Bring Us Canada
9:52 AM EST on November 21, 2023
We are coming up on 10 years since the last true best-on-best international men's hockey tournament, at the Sochi Olympics. Oh, it was grand: T.J. Oshie's shootout showcase, Latvia coming to play, Russia busting, Canada getting lucky again. And even that paled in comparison to the magic of 2010—until Canada got lucky, anyway. International tournaments rock, and few team sports have as many nations as legitimate contenders as hockey does. There is no good reason this shouldn't be a regular thing.
But the IOC stopped covering the costs of players' participation, so the 2018 Games saw no NHLers. A COVID-riddled schedule thwarted attempts to reach an agreement for 2022. Ten years is too long to wait; it is criminal that Connor McDavid hasn't yet had the opportunity for his Crosby Golden Goal (i.e. to get lucky).
The league knows this. International outreach is how you grow the game and make lots of money. Dozens of games have been played outside North America, but there's nothing quite like a tournament for healthy, mindless jingoism. The revival of the World Cup of Hockey in 2016 was a nice thought and a fun little event, but it wasn't truly best-on-best: American and Canadian players under 24 were shunted to their own team, and a "Rest of Europe" monstrosity was mashed up to represent smaller hockey nations. If you're going to do it, do it right.
The NHL is going to do it in February 2025. But it's not going to do it right.
The league is preparing an international tournament with just four teams, according to ESPN—the U.S., Canada, Sweden, and Finland. I submit that a four-team tournament is no tournament at all. Where is Czechia, always a competitor? Where is Germany, a growing hockey power? Where is solid Slovakia, feisty Latvia, punching-above-its-weight Switzerland? Where is Russia? Well, we know where Russia is.
The NHL apparently feels a bit of appropriate shame about its mini-tournament, declining to call it a "World Cup." I do sympathize with the very real obstacles.
"I think at minimum, there are three factors that have impacted our ability to nail something down," NHL commissioner Gary Bettman said last week in Sweden. "One was COVID. Two was the change in executive directors in the players' association. And three is the political climate in the world in terms of the way some counties are interacting with others."
You're just not going to have a World Cup that feels complete without Russian players. That's mostly out of the NHL's hands, and some amount of a hypothetical Russia roster is playing in the KHL anyway. So this blog post is less complaining that the NHL isn't making it happen than it is bemoaning that it can't currently happen. But four teams is pretty lame. I'm not canceling any plans for four teams. Time to hitch our hopes on the IOC and NHL reaching an agreement for Milan in 2026.
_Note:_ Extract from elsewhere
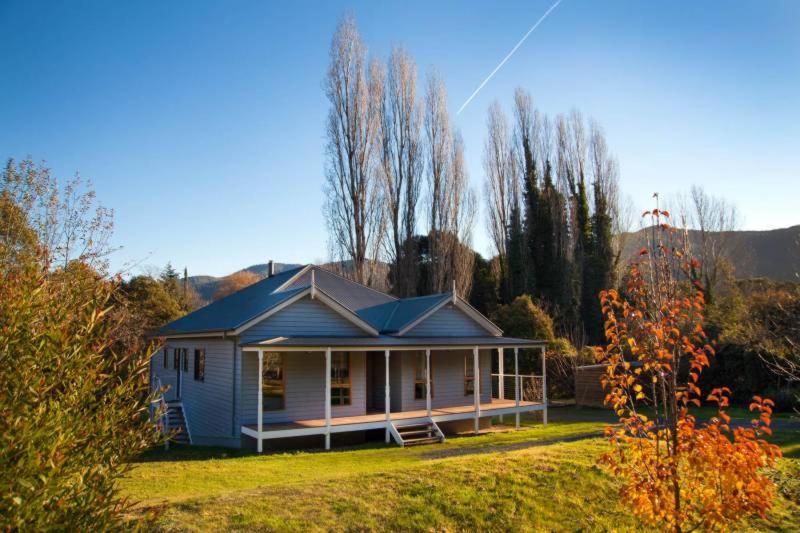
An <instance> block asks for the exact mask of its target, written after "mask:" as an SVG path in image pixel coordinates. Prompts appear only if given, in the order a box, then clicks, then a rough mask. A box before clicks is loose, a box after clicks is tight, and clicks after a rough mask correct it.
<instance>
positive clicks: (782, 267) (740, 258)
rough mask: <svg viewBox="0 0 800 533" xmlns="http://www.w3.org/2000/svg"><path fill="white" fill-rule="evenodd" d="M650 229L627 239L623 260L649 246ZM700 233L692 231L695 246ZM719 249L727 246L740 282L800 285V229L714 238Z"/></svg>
mask: <svg viewBox="0 0 800 533" xmlns="http://www.w3.org/2000/svg"><path fill="white" fill-rule="evenodd" d="M645 231H647V230H646V229H642V230H639V231H638V232H636V233H629V234H627V235H626V240H625V248H624V251H623V256H624V258H626V259H631V258H635V257H636V256H637V255H638V253H639V250H640V249H641V247H642V246H643V244H644V242H645V235H644V232H645ZM699 238H700V236H699V232H697V231H690V232H689V239H690V240H691V242H692V246H693V247H696V246H698V243H699ZM712 239H713V240H714V243H715V245H717V246H723V247H724V248H725V249H726V250H727V251H728V252H727V254H726V255H727V256H728V257H729V259H730V260H731V262H732V263H733V266H734V269H735V273H736V277H737V278H740V279H741V278H758V277H763V278H769V279H773V280H776V281H800V279H799V278H798V273H800V225H798V226H792V227H790V228H781V229H774V230H766V231H731V232H722V233H714V234H712Z"/></svg>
But! They can do something in the meantime. They can do a seven-game series between the U.S. and Canada, in the spirt of the Summit Series and the Challenge Cup. Call it the Fight for 49, after the parallel. Or call it something actually good. I don't care. I just want the world's best hockey rivalry on a big stage, and to indulge my latent anti-Canadian impulses. A full series is great for creating storylines, and for developing genuine enmity between the players, and for flattening out the chances that Team Canada could win by getting lucky yet again. Our fine American goaltending will stand strong; our fundamentally sound checking lines will grind down the Canadian attack; Jacob Trouba might wreck Brad Marchand's shit. There are no downsides. (Sorry to Sweden and Finland, but no one's worried that you'll take up basketball instead if you get left out of this.)
If we can't have a true best-on-best, don't insult us by throwing in some Nordic powers and calling it a tournament. Just skip ahead to the thing we all want anyway: U.S. vs. Canada, for all the bragging rights. Bring it on, maple-munchers.